PEOPLE WHO file their self-assessment tax returns on 1 February and 2 February will not be “unfairly” fined, a government minister has said.
The extension is an acknowledgement that planned strike action by some HM Revenue & Customs (HMRC) staff on 31 January will cause staff shortages at its call centres – meaning that thousands of taxpayers who have queries about their tax return will be unable to get answers and may decide to delay filing thier returns until after the deadline.
David Gauke, exchequer secretary to the Treasury, said in a statement: “This strike could have caused thousands of people to incur fines, so I am pleased that HMRC has taken this common sense approach. The government does not want anyone trying to file their tax return on time to be unfairly penalised because they were unable to get through for help and advice on the 31st [January].”
Stephen Banyard, acting director general personal tax, said: “We’ve always been very clear that we want the returns – not the penalties.
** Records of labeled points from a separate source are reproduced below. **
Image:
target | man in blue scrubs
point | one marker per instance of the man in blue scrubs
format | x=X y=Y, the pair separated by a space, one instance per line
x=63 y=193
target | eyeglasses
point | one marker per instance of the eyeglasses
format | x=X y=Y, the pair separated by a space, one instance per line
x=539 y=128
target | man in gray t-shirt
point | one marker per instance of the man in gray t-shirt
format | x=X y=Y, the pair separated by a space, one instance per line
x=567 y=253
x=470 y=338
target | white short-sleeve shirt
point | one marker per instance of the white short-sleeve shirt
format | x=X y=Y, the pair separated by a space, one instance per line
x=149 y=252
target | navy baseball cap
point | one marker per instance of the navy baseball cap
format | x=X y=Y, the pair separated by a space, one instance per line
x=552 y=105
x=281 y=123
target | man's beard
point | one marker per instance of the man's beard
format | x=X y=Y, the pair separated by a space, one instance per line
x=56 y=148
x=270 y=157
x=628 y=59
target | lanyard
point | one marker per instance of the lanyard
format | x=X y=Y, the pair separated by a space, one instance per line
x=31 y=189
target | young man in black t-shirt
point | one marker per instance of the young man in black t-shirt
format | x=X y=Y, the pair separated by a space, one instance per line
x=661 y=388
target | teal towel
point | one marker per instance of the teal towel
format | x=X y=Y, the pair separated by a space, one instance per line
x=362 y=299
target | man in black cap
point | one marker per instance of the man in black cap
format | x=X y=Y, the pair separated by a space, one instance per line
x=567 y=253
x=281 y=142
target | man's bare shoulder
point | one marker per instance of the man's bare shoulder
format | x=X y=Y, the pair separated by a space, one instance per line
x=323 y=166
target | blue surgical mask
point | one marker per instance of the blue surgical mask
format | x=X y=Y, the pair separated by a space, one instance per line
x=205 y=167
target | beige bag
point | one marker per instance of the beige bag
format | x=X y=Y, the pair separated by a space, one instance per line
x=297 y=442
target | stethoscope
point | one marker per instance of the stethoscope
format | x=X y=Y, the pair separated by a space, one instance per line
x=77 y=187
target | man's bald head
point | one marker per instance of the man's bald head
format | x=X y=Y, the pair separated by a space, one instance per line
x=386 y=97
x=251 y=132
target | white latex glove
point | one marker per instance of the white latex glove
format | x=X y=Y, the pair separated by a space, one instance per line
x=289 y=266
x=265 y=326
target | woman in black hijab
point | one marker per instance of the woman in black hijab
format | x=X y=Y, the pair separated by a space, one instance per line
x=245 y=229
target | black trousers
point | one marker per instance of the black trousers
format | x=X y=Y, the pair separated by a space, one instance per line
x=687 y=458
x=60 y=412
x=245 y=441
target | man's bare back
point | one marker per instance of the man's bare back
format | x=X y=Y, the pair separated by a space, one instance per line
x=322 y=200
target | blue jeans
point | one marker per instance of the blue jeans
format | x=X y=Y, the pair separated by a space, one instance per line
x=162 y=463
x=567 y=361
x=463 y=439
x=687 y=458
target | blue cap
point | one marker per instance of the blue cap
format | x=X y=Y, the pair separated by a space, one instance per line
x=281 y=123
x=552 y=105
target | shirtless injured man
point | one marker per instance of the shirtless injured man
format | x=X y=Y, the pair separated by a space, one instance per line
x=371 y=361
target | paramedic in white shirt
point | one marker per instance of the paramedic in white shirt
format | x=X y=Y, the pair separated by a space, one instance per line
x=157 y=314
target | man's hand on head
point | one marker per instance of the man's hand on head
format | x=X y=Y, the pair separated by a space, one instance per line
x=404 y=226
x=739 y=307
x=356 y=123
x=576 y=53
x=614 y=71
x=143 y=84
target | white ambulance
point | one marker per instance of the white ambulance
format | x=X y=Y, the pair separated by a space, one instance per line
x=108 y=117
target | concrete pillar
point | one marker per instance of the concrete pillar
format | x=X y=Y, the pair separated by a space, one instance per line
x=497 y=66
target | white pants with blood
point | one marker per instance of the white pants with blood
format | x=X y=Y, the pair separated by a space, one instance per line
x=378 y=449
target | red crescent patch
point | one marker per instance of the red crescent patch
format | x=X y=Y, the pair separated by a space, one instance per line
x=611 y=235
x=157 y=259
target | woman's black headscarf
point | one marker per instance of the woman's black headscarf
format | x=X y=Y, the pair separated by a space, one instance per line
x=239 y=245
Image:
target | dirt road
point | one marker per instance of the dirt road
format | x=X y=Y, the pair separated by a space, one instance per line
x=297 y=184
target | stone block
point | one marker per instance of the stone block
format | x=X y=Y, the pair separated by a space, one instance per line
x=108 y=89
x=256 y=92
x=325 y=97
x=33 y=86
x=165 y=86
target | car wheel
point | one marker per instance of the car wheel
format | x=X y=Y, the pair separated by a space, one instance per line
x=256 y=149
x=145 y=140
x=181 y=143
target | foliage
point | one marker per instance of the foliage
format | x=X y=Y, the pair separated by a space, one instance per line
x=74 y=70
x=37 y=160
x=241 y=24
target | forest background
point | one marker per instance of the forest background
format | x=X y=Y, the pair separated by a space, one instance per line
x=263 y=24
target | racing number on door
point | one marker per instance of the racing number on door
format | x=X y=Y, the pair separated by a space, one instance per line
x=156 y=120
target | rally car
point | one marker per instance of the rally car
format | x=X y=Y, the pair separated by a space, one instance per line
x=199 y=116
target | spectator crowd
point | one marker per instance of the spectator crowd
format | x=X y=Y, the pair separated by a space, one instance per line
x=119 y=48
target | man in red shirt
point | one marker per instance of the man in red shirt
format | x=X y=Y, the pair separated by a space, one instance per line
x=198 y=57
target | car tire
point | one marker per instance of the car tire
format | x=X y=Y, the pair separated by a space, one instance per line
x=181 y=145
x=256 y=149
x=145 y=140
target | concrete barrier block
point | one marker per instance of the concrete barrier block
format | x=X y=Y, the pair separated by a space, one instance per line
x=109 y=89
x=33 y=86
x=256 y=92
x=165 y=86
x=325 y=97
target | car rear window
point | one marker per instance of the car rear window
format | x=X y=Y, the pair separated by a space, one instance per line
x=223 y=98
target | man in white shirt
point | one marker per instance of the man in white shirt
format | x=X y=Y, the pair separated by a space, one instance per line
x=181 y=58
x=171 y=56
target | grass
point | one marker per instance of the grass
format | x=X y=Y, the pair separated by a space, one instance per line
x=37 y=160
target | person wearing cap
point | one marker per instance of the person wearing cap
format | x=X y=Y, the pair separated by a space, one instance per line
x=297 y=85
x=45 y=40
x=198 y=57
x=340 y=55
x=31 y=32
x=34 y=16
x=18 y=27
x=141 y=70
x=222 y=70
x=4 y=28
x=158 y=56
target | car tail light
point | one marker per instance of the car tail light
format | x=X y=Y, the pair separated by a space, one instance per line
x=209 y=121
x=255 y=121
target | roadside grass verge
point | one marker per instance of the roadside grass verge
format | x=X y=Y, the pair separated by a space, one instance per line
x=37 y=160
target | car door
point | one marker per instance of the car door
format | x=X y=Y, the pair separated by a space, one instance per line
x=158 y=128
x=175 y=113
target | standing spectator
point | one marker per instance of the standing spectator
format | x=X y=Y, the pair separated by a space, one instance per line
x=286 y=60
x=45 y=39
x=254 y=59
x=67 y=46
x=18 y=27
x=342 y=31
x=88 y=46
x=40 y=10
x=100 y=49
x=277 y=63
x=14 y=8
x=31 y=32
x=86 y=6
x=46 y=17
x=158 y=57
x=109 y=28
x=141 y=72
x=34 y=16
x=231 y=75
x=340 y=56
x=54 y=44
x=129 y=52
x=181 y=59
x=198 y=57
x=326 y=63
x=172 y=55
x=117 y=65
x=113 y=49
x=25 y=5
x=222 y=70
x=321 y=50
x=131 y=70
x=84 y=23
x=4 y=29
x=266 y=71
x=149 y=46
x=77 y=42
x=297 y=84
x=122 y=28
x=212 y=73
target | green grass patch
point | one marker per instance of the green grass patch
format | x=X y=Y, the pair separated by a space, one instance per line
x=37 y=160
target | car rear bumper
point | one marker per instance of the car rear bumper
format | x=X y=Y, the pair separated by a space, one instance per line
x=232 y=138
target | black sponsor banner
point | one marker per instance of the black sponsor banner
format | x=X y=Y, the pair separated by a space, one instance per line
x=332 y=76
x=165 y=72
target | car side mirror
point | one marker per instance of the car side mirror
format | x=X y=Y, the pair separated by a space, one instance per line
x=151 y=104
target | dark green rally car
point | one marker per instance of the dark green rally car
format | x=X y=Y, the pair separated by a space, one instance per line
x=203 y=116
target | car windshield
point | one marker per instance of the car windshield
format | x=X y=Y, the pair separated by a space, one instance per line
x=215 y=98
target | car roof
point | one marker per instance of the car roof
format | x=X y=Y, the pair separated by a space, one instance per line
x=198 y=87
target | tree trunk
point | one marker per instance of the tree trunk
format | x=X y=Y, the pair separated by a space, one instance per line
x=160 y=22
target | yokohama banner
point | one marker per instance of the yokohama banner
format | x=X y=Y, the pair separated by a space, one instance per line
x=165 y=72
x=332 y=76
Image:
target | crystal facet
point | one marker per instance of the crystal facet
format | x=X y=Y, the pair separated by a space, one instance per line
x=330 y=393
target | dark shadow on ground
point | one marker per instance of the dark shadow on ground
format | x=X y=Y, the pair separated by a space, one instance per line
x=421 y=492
For that reason, we don’t want anyone who can’t get through for help and advice on 31 January to be disadvantaged in any way.”
Earlier on Thursday HMRC told Accountancy Age that although taxpayers would not be given more time to file their self-assessment returns, anyone who unable to get through to a call centre to get a questions answered would have a “reasonable excuse” for filing late and would not be fined.
HMRC said it has received six million online self-assessment returns so far.